BRT was more eloquent, he wins

 

[BerkReviewTeach]

BRT was more eloquent, he wins

But you got the faster response award and explained it just as well. Kind of nice that our reasoning was on the exact same path.

Did you do that question at some point in your studies? For that question, my response was a programmed response I think, because of the picture I recall in the explanation.

 

[PiBond]

But you got the faster response award and explained it just as well. Kind of nice that our reasoning was on the exact same path.

Did you do that question at some point in your studies? For that question, my response was a programmed response I think, because of the picture I recall in the explanation.

yeah, my friends and i tried to re-create the concept by throwing rocks off the grand canyon. to each his own

 

[IH8ColdWeath3r]

Thanks pi bond and Berkteach. Both of your explanations makes things crystal clear. Do you both try to picture things as you read passages such as these, or do you try to relay the passage to a known formula. My though process on this personally relied on the equations, which was rather time consuming I must admit. Should I change my strategy and try to "visualize" what is going on....even though I am bad and this and will need practice to improve.

 

[PiBond]

Visualization is key for kinematics, at least for me. Much of MCAT physics is qualitative reasoning that can be derived much easier if you understand the situation at hand. It's extremely important to practice this during your physics mechanics review

Best of luck with your preparation 👍

 

[xtangk]

Since one ball is launched at 30 degrees and the other is launched at 60 degrees they will have the same range on flat land. This is because they are complement angles.

However, they are now launched from 100 meters above the ground.

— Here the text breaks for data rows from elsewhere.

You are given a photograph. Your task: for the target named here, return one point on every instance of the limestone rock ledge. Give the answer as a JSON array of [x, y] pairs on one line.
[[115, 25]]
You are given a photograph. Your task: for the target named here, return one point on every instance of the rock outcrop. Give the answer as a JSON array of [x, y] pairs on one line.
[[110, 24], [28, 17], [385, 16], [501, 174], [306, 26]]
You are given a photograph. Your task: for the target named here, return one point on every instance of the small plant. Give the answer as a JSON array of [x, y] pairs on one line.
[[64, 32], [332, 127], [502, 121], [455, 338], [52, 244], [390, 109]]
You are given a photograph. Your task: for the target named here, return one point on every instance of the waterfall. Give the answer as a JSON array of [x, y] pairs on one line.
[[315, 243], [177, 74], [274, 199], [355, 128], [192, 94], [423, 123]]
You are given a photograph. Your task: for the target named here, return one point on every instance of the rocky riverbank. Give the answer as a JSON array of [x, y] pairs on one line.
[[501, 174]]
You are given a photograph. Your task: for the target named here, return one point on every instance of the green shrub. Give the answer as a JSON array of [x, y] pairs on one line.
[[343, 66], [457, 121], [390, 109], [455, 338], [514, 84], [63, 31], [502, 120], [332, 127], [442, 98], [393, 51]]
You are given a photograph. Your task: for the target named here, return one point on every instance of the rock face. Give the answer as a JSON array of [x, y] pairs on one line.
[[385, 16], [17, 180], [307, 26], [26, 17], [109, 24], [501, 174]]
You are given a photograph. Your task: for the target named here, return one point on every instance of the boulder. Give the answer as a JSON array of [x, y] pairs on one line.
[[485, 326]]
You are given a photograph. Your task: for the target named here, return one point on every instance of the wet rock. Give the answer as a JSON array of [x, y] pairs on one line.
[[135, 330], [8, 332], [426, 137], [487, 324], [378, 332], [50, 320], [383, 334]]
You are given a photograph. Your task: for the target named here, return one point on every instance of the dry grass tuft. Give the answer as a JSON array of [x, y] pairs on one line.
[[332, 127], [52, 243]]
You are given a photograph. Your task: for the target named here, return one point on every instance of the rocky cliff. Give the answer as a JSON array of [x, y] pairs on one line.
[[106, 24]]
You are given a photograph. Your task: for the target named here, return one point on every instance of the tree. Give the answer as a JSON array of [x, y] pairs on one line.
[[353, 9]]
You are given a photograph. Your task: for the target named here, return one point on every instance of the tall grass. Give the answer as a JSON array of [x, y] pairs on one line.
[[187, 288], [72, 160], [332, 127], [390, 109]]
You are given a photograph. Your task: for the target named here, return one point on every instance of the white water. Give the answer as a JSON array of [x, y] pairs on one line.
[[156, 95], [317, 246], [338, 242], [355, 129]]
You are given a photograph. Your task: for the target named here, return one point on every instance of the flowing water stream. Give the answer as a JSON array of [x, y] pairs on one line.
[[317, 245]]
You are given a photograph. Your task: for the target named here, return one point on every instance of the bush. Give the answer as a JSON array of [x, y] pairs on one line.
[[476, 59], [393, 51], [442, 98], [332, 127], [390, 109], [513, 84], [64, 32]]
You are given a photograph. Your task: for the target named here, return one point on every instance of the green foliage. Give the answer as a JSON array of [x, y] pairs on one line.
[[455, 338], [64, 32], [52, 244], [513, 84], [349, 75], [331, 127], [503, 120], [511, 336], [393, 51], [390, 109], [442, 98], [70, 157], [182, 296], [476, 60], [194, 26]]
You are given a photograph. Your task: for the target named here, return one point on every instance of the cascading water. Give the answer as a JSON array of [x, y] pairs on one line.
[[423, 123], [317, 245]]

Thus they will still have the same range at a distance 100 meters above the ground but once they pass this region in mid-air the white ball is going to surpass the blue ball in range because it has a larger horizontal velocity.

Does that make sense? things change when we're not on flat ground

So, if these balls were lunched at 40 and 50 or 25 and 65, they'll still have the same range 100 meters above the ground?

 

[IH8ColdWeath3r]

So, if these balls were lunched at 40 and 50 or 25 and 65, they'll still have the same range 100 meters above the ground?

^^ Yeah great ?. I don't think this is true though because the horizontal velocity would be different because cos(40) and cos(50) are not equal. The max peak is reached at 45-degree angle

 

[PiBond]

So, if these balls were lunched at 40 and 50 or 25 and 65, they'll still have the same range 100 meters above the ground?

Yup.

let's say you launch a projectile at 40 m/s from 100 meters above the ground at angles 40 and 50. With the math below we will find that when the projectiles return to a position of 100 meters above the ground some distance away they will be at same range at that point in mid-air.

40sin(40) = 25.7...velocity in y direction
40cos(40) = 30.6...velocity in x direction

40sin(50) = 30.6...velocity in y direction
40cos(50)25.7....velocity in x direction

At the 40 degree angle we have a total time in the air of 5.14 seconds before it is 100 meters above the ground

At the 50 degree angle we have a total time in the air of 6.12 seconds before it is 100 meters above the ground

If we then solve for range (distance = x-velocity * time) and we find they are the same for both angles (because they are complementary).

of course, this relationship won't hold true once we dip below 100 meters in our example. it only works when we're dealing with "flat" land situations.